No experience is wasted...
I honestly thought, niaively that things would get easier (I know I was wrong...) Mistakedly I thought that nothing would ever get as hard as having my final cuddle with Daniel - wrong again... There was the crematorium service and now there is just living. Sometimes I feel that I would like to wear a badge RB (recently bereaved) like new drivers who have just passed their test. I was encouraged when I went to church yesterday that people told me that they hadn't forgotten Daniel. If you have a favourite memory of Daniel please share it with me. I have forgotten what Daniel looks like now.
Adjusting to life following being on planet sick child is disorientating. I have forgotten how to do basic things. Where I am temping at the moment I have seen some oxygen cylinders and I am automatically thinking about how much oxygen is in there and what type of flow head it has. How sad is that?

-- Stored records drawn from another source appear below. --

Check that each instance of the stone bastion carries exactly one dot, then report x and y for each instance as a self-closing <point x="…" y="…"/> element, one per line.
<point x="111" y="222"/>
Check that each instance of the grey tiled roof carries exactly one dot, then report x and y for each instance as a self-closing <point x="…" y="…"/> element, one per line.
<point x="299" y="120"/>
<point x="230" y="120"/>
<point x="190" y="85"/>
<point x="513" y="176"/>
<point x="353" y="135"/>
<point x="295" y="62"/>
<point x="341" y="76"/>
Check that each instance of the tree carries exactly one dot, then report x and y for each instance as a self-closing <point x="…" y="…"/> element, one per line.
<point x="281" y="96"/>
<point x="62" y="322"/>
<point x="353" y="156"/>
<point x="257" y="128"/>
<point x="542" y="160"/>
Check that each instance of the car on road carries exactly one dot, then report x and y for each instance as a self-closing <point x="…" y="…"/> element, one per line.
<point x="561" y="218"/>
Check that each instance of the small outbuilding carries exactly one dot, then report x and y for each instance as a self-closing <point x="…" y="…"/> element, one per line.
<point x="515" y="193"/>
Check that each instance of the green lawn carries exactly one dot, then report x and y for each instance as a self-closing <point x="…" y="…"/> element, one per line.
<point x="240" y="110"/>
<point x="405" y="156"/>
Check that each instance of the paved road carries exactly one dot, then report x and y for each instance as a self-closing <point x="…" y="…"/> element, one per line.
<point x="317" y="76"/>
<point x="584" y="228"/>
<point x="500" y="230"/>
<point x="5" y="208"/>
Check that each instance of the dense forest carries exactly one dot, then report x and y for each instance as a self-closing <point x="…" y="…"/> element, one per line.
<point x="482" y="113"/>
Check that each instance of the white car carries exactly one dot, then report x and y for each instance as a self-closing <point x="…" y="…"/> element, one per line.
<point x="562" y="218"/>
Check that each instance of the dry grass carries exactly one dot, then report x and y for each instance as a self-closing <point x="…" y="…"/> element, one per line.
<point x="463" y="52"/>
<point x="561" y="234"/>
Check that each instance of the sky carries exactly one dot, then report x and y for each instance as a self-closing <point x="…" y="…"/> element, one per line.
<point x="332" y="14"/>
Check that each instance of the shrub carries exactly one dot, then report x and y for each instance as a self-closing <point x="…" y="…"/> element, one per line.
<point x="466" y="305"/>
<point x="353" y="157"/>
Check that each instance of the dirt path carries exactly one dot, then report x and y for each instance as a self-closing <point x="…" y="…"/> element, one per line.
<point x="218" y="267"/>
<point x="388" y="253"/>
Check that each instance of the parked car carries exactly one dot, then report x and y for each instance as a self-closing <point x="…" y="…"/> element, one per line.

There isn't much temporary work out there at present and I have been in an assignment where I am doing the sort of work that you would give to a 16 year old looking to gain experience. This is soul destroying but despite looking into other options nothing is coming my way. I don't handle rejection well at present, but need to work for my own sanity. It's just exhausting trying to sell yourself all the time even for temporary work. I have lost a lot of confidence in the workplace.
I do believe that God does not withold any good thing from his children so I am trusting him and pray that I would be open to learning from these experiences.